List:Falcon Storage Engine« Previous MessageNext Message »
From:Olav Sandstaa Date:December 9 2008 11:34pm
Subject:Re: New dependency manager - optimization for read-only transactions
View as plain text  
Hi Jim,

Thanks for your comments and suggestions. See inline for my respons:

Jim Starkey wrote:
> Olav Sandstaa wrote:
>>
>> 2. Introduce CAS allocation and batch-allocation of transaction objects:
>>
>>    -This patch reduces the number of times an exclusive lock is 
>> needed on the active transaction list when allocating a transaction 
>> object. The allocation is now done by searching the list for an 
>> "available" (free) transaction object. This is done when only having 
>> a shared lock on the list and the allocation is done by using a CAS 
>> (compare-and-swap) operation.
>>
>>    -If not available transaction is found in the active list, an 
>> exclusive lock is set and a new transaction object is allocated. To 
>> increase the likelihood for the next thread searching for an 
>> available transaction, we allocates ten extra free transaction 
>> objects since we anyway have the exclusive lock on the list.
>>
>>    -The "drawback" about introducing this is that the active 
>> transaction list no longer is guaranteed to be sorted by 
>> transactionId. This complicates the test for determining when a 
>> transaction object can be purged from the committed transaction list. 
>> Until this introduction it was enough to compare the transaction's 
>> commitId (endEvent) with the transactionId (startEvent) of the first 
>> transaction in the active list.
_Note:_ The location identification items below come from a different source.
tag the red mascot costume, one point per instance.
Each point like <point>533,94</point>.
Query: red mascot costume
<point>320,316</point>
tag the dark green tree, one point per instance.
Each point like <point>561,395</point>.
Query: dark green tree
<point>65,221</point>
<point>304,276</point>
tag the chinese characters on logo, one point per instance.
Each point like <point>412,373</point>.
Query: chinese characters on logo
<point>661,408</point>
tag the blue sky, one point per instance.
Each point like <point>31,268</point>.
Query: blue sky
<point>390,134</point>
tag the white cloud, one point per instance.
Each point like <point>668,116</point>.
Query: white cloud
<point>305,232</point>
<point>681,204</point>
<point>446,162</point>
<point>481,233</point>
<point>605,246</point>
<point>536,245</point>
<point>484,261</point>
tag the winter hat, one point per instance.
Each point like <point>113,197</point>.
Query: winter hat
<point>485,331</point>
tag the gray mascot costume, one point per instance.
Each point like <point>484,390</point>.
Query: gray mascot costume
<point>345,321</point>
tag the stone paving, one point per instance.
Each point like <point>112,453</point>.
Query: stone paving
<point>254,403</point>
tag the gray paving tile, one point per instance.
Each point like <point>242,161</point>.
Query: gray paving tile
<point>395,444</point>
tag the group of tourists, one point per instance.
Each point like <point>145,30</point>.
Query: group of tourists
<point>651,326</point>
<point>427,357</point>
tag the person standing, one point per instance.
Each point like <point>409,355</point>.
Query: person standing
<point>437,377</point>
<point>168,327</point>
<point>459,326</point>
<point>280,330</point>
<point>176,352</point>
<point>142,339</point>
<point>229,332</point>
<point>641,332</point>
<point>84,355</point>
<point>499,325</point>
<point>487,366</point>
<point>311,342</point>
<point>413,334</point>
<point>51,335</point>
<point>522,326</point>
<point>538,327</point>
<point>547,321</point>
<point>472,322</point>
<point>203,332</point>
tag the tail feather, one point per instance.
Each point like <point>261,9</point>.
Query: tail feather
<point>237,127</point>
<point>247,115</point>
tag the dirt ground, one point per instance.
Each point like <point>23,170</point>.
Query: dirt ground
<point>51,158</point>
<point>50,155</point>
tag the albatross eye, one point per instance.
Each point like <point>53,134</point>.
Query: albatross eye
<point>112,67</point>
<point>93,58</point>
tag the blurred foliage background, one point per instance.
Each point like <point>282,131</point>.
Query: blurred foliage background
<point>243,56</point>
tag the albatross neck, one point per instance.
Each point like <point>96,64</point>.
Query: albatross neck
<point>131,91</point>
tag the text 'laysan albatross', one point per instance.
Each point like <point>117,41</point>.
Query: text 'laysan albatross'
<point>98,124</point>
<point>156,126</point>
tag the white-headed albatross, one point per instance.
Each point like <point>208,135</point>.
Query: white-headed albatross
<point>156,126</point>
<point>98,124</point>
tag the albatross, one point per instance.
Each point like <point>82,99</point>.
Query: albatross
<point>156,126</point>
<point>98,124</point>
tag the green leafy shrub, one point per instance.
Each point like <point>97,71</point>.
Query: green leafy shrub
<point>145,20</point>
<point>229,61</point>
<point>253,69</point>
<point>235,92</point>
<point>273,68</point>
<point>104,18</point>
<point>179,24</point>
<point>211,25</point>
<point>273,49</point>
After this change we have to search 
>> the active transaction list in order to find the oldest active 
>> transaction (and do this while other threads are doing CAS on it is a 
>> bit, well..  (Yes, Jim, I agree with you about non-blocking, 
>> concurrent data structures....) (and I am actually considering to put 
>> an exclusive lock on it while searching for the oldest transaction... 
>> .- and I am considering to do purging less frequently - but that 
>> might be a topic of another discussion...)
>>
>>    -The saving of this patch is that we in most cases is able to 
>> allocate a transaction object without an exclusive lock on the active 
>> transaction list.
>>
>>    - The patch is available here:
>>
>>        http://lists.mysql.com/commits/61009
> Olav, have you consider pre-assigning transaction ids to the extra 
> transactions added to the list?  That would keep the transaction ids 
> in order and eliminate the hassle about the oldest active transaction.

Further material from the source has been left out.